# does anyone have a picture of the jig used to cut copper pellets



## Basil.W.Duke (Aug 13, 2013)

and a brief description on how to do it.  I have about 50 pounds of solid copper #12


----------



## epackage (Aug 13, 2013)

https://www.antique-bottles.net/forum/m-170604/mpage-1/key-cutting%252Ccopper/tm.htm#170606


----------



## willieboy (Aug 29, 2013)

I will try to get a picture tonght but I would have to send it to your private email since I have no idea how to attach a picture to a post.  I have tried and failed, I am just to dumb.

 I have made several jigs for this purpose it is not hard to do.  I use a 3" section of 2" stainless steel propeller shaft but any round or square solid piece of steel will work if it has a diameter of 1 1/2" or so.  Use a 3/8" drill bit to drill a hole through the center of the section.  Weld the section to a piece of metal so it can be clamped to the table of your drill press.  Next step is to drill a "feed" hole through the side of the section so it intersects with the 3/8" hole.  Thats it.  Clamp your jig to the drill press so a 3/8" bit goes through the first hole and feed your clean wire through the smaller feed hole.  Generally the feed hole is 9/64" or so.  I also made a jig to accomadate a 1/2" bit but the cut copper is longer.  I use an older craftsman drill press and it works fine.

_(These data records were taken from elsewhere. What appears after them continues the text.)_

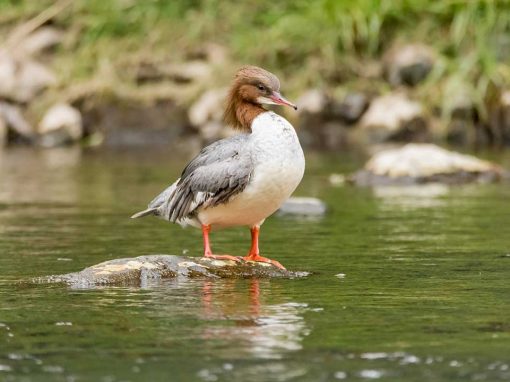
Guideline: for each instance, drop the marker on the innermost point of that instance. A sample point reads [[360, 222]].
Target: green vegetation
[[316, 43]]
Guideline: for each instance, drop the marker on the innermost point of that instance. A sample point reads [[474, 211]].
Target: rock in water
[[140, 270], [420, 163], [408, 64], [393, 117], [304, 206], [22, 80]]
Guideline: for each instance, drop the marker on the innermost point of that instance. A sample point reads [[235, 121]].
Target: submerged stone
[[304, 206], [422, 163], [140, 270]]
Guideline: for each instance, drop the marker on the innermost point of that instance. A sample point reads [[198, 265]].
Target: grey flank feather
[[220, 171]]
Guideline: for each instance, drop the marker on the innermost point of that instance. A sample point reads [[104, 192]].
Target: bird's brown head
[[252, 88]]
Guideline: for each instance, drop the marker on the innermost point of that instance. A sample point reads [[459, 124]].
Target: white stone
[[390, 112], [62, 116], [14, 119], [303, 206], [423, 160], [22, 80]]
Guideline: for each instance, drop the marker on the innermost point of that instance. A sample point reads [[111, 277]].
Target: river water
[[408, 284]]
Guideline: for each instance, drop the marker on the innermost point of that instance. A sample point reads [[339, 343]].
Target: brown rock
[[393, 117], [143, 269], [408, 64]]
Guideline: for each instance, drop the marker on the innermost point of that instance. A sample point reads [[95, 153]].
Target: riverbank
[[152, 73]]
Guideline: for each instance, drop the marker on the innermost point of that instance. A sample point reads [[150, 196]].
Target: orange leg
[[254, 254], [207, 247]]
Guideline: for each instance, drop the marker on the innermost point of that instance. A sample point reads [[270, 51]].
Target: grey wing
[[220, 171]]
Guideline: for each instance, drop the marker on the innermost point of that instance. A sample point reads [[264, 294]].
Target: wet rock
[[143, 269], [351, 108], [420, 163], [304, 206], [60, 125], [22, 79], [408, 64], [337, 180], [14, 119], [394, 117]]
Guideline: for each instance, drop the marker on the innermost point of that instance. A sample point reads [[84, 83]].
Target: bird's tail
[[141, 214]]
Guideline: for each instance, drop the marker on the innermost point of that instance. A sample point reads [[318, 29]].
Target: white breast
[[279, 167]]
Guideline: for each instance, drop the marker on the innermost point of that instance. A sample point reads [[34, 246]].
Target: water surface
[[409, 284]]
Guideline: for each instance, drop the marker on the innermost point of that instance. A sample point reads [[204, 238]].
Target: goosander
[[240, 180]]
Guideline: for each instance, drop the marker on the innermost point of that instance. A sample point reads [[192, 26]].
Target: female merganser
[[241, 180]]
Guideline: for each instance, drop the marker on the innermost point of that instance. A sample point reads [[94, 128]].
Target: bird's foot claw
[[261, 259], [222, 257]]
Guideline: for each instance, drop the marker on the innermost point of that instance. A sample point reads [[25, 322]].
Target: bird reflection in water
[[262, 330]]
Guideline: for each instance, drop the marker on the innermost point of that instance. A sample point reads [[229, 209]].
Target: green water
[[408, 285]]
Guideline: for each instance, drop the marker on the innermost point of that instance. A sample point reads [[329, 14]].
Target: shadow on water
[[409, 284]]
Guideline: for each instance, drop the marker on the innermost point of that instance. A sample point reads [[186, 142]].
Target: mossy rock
[[140, 270]]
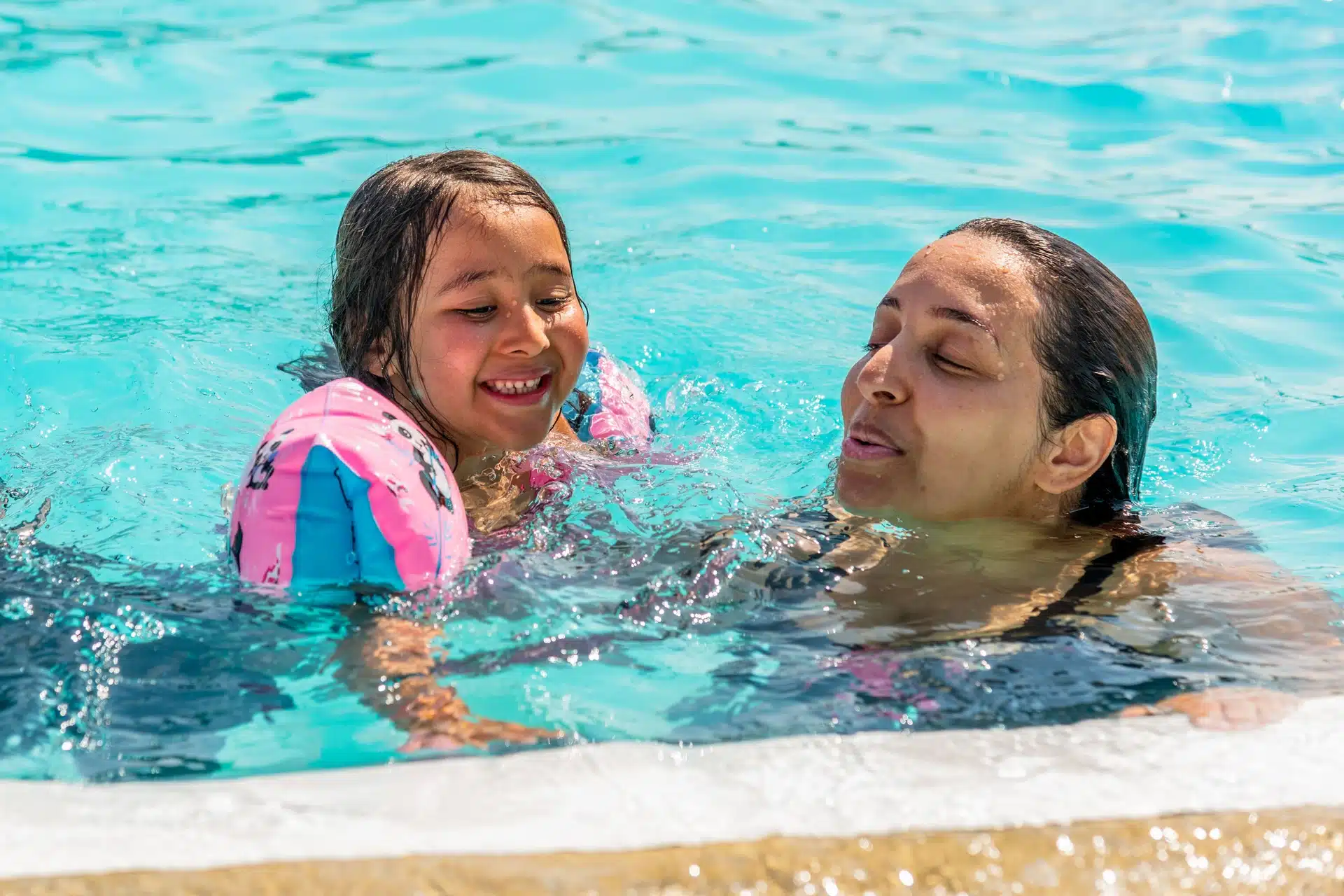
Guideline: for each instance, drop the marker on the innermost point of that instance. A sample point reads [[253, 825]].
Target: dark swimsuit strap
[[1123, 547]]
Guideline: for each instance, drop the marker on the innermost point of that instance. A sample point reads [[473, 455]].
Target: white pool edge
[[632, 796]]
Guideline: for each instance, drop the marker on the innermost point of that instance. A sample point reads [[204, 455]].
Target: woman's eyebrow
[[467, 279], [965, 317], [946, 314], [546, 267]]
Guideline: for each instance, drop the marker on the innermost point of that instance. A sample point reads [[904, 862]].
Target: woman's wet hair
[[1097, 349], [384, 246]]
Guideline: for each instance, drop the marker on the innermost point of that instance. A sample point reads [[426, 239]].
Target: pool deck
[[632, 797]]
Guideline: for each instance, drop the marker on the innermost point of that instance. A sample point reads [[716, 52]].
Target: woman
[[1002, 410]]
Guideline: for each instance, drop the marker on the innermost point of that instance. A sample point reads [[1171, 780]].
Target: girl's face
[[499, 335], [942, 413]]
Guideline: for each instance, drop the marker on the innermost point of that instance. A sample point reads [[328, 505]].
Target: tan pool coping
[[648, 797]]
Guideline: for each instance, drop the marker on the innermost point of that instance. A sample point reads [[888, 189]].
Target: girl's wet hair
[[1097, 349], [384, 248]]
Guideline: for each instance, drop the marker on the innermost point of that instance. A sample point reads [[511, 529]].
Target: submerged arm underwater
[[390, 662]]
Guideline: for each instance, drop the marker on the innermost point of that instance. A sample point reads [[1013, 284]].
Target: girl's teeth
[[515, 387]]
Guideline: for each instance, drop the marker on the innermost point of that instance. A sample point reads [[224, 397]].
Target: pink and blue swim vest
[[346, 488]]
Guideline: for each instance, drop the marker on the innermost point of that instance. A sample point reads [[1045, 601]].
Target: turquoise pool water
[[742, 181]]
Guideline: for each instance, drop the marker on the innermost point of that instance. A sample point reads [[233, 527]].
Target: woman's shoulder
[[1191, 524]]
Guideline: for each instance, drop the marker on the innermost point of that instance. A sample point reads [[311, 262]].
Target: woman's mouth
[[518, 391], [867, 444]]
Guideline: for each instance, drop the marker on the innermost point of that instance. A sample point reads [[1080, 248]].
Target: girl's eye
[[951, 365]]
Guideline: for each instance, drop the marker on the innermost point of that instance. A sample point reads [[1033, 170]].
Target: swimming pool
[[741, 181]]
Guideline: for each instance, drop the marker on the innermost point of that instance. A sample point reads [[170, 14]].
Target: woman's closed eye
[[951, 365], [479, 312]]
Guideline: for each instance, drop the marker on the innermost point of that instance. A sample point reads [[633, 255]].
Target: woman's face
[[499, 335], [942, 413]]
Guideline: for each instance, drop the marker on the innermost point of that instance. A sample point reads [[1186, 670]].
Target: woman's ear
[[1075, 453]]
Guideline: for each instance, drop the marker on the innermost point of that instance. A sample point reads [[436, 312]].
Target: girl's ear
[[1077, 453], [379, 360]]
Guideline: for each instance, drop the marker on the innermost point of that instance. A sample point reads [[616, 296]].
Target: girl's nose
[[523, 332], [883, 379]]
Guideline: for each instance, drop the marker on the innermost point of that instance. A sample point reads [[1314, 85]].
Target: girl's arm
[[388, 663]]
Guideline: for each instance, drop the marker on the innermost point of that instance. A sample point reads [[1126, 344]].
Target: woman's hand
[[1224, 708]]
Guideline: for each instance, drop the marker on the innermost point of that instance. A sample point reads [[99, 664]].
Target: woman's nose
[[883, 379], [523, 332]]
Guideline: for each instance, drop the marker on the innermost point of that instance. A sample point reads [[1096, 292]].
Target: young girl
[[461, 336]]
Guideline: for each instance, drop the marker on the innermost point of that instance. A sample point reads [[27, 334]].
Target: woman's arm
[[388, 662]]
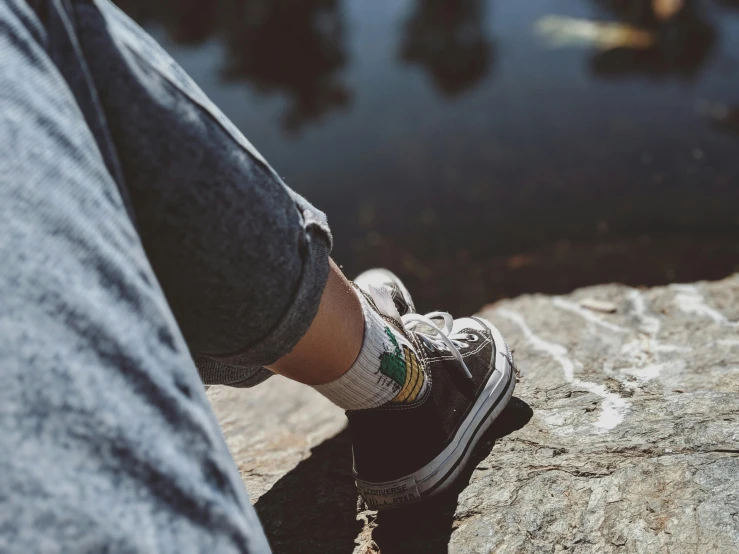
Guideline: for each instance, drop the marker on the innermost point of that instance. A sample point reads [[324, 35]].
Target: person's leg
[[107, 441], [243, 261]]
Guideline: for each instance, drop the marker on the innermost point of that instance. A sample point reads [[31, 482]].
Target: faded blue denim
[[138, 230]]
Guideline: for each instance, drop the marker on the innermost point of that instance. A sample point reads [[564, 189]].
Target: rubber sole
[[441, 472]]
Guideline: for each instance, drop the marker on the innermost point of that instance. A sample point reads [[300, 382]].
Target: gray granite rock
[[623, 436]]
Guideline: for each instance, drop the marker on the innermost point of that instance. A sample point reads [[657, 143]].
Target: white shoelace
[[439, 338]]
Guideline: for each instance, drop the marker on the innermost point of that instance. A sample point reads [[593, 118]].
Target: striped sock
[[387, 368]]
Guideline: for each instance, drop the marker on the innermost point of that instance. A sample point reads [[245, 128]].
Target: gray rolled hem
[[294, 323]]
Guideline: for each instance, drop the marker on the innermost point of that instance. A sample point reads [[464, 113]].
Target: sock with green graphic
[[386, 370]]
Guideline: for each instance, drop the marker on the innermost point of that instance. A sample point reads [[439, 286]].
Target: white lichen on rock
[[628, 439]]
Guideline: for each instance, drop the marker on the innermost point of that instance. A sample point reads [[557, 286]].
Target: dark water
[[449, 141]]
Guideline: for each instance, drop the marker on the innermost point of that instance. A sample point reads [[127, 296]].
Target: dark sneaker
[[382, 278], [408, 452]]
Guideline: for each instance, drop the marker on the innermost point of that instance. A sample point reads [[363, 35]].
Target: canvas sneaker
[[408, 452]]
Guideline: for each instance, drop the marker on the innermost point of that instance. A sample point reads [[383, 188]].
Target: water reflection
[[292, 47], [682, 39], [447, 38]]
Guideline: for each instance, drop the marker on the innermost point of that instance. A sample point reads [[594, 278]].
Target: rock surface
[[623, 436]]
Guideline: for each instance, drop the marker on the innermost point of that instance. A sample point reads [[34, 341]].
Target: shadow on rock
[[314, 507], [426, 528]]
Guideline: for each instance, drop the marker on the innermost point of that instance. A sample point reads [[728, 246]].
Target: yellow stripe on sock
[[414, 377]]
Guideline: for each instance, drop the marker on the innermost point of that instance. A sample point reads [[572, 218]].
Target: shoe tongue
[[384, 303]]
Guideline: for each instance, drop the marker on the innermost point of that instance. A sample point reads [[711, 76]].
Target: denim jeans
[[139, 231]]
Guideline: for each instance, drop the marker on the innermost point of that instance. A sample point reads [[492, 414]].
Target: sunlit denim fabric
[[138, 229]]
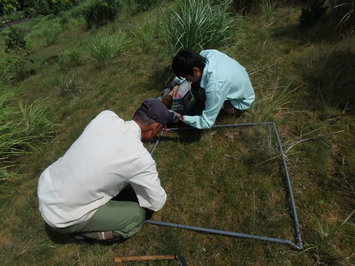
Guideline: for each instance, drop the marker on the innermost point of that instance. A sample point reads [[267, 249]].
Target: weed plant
[[104, 48], [197, 25]]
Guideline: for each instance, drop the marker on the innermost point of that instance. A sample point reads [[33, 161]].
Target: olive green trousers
[[115, 219]]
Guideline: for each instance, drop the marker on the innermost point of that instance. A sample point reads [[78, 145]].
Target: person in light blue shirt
[[222, 78]]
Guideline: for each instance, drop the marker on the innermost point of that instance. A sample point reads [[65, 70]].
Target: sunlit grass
[[196, 24], [23, 127], [104, 48]]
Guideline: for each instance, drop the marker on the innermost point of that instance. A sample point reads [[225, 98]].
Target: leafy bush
[[98, 13], [15, 39], [196, 24], [103, 49], [311, 12]]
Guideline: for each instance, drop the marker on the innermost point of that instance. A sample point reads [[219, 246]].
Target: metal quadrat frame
[[297, 245]]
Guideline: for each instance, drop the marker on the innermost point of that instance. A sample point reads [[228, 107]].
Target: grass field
[[228, 179]]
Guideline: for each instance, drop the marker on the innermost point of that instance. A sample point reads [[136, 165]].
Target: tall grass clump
[[68, 84], [244, 6], [196, 24], [72, 57], [344, 10], [23, 127], [135, 6], [50, 34], [104, 48], [145, 35]]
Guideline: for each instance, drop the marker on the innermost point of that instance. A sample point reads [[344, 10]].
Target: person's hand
[[174, 91], [177, 117]]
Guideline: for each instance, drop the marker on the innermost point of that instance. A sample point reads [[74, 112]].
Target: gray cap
[[157, 111]]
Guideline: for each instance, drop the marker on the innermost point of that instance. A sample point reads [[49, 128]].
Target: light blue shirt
[[223, 78]]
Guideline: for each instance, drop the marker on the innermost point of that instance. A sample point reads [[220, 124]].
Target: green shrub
[[98, 13], [311, 12], [196, 24], [103, 49], [15, 39]]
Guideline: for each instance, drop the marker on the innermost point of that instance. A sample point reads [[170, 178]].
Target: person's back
[[81, 192], [86, 176], [224, 73], [223, 80]]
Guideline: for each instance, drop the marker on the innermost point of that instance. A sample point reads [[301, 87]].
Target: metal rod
[[290, 191], [221, 232], [156, 144], [299, 244], [221, 126]]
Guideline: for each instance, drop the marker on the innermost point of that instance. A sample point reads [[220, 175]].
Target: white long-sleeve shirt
[[107, 156]]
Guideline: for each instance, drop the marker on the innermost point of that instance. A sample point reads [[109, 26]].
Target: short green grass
[[228, 179]]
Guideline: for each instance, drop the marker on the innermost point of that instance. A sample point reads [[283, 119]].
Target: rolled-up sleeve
[[149, 191], [214, 101]]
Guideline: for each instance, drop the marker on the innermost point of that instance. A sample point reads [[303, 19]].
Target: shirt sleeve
[[214, 101], [148, 189], [178, 80]]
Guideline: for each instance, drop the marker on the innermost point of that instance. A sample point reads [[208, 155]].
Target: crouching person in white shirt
[[77, 192]]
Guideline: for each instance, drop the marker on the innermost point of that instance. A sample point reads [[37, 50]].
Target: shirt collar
[[132, 127]]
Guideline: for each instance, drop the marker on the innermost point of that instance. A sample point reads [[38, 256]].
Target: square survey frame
[[298, 243]]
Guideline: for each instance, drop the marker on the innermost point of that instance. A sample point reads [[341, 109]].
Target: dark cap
[[157, 111]]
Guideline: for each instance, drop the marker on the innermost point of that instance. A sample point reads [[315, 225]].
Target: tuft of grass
[[323, 244], [23, 127], [72, 57], [68, 84], [145, 35], [197, 25], [268, 7], [104, 48], [50, 34], [272, 101]]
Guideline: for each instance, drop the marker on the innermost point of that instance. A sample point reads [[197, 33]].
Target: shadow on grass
[[320, 32], [62, 239], [330, 75]]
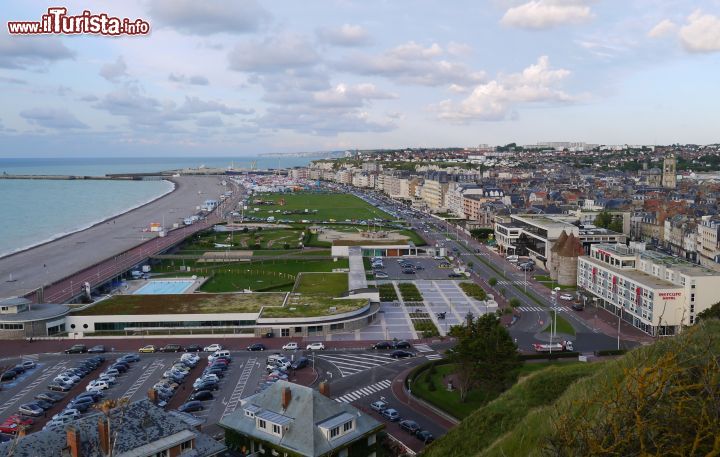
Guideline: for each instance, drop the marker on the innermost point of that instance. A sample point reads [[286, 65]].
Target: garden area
[[409, 292]]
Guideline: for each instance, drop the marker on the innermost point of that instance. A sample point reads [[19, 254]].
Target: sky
[[250, 77]]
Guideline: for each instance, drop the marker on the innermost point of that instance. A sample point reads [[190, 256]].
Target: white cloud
[[273, 54], [662, 28], [412, 63], [209, 17], [345, 35], [494, 100], [701, 33], [52, 118], [542, 14], [114, 71]]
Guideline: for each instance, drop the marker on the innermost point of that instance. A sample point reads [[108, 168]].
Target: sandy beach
[[52, 261]]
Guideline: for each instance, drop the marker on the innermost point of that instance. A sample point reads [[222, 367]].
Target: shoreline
[[175, 186]]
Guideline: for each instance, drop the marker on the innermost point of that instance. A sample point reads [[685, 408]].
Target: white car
[[213, 348]]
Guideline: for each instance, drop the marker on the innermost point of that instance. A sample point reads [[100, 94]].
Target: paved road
[[53, 261]]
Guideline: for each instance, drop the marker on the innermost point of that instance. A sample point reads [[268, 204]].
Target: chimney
[[104, 434], [73, 441], [324, 389], [286, 397], [152, 396]]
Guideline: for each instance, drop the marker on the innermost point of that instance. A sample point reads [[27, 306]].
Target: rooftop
[[307, 410], [183, 304]]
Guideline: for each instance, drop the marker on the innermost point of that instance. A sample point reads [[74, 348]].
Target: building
[[20, 318], [288, 419], [139, 429], [669, 172], [708, 242], [654, 292]]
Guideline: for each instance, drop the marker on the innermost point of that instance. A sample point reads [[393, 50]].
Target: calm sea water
[[35, 211]]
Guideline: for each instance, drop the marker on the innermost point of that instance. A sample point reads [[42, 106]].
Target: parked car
[[76, 349], [31, 409], [190, 406], [202, 395], [391, 414], [382, 345], [400, 354], [172, 348], [379, 406], [409, 426], [99, 349], [425, 436], [301, 362]]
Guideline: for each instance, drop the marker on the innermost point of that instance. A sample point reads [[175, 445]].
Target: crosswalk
[[529, 309], [350, 364], [364, 392]]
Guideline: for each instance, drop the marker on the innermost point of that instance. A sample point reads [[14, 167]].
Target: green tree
[[485, 355]]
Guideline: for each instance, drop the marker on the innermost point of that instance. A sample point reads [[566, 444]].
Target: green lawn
[[563, 326], [331, 284], [321, 206], [274, 274]]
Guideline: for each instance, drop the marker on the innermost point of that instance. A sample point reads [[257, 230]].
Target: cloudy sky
[[247, 77]]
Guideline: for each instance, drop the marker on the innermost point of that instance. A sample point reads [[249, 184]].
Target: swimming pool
[[158, 287]]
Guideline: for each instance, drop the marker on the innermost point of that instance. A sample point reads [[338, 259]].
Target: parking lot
[[430, 268], [244, 377]]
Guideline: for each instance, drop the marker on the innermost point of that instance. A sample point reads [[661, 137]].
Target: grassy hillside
[[660, 399], [502, 415]]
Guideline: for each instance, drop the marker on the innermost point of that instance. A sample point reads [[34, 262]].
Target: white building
[[654, 292]]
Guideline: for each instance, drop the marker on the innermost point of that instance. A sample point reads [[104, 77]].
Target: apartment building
[[654, 292]]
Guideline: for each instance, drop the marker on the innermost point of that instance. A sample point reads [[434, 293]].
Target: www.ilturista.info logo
[[57, 21]]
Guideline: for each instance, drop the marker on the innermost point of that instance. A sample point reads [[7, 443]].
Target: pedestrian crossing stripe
[[529, 309], [349, 364], [423, 348], [364, 391]]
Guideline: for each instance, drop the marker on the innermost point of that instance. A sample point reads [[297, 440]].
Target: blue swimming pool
[[159, 287]]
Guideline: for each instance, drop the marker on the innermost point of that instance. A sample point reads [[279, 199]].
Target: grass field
[[273, 274], [562, 326], [320, 206], [123, 305], [495, 420], [331, 284]]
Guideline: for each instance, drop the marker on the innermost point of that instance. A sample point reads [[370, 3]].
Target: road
[[113, 241]]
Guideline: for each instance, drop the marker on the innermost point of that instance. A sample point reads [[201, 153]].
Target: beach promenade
[[26, 271]]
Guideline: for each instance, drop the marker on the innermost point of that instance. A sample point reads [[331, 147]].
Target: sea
[[36, 211]]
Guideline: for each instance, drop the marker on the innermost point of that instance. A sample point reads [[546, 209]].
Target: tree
[[711, 313], [485, 355]]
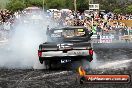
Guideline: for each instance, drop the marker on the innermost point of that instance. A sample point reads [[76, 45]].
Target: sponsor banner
[[105, 39], [107, 78]]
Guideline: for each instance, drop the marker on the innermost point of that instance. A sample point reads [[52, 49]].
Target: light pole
[[43, 4]]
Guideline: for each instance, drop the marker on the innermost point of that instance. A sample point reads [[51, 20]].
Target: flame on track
[[115, 64]]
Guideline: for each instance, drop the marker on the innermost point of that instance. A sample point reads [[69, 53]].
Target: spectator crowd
[[98, 22]]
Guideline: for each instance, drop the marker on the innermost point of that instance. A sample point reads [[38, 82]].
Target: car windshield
[[69, 32]]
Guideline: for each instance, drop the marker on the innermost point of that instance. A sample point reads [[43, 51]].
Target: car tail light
[[91, 52], [39, 53]]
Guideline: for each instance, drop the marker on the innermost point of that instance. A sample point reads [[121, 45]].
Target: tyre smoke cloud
[[28, 33]]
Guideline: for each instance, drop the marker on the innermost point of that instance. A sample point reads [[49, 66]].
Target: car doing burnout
[[66, 43]]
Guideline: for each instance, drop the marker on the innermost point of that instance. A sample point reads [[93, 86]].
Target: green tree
[[118, 11], [129, 9]]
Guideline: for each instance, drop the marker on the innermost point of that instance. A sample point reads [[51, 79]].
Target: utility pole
[[43, 4]]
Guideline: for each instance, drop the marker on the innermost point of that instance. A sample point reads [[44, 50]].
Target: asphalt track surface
[[30, 78]]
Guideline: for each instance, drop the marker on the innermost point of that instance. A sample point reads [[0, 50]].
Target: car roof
[[69, 27]]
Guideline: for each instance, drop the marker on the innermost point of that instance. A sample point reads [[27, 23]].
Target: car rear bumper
[[73, 58]]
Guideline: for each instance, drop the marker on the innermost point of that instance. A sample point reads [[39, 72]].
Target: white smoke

 You won't believe how many feet of copper wire it takes to fill up a coffe cup with cut wire!!!!!!!!


----------



## GuntherHess (Aug 29, 2013)

If you can make a cutting jig you are certainly mentally equipped to post a photo.
 Its one of those things that once you do it the first time it will seem ridiculously simple.
 The most difficult part for most people seems to be getting the image file size small enough for the forum software to allow it which means less than 200,000 bytes (200K) for this forum. 
 There is a guide on the forum and many people who can help 

 https://www.antique-bottles.net/forum/Posting-pictures%2C-making-links/m-383099/tm.htm


----------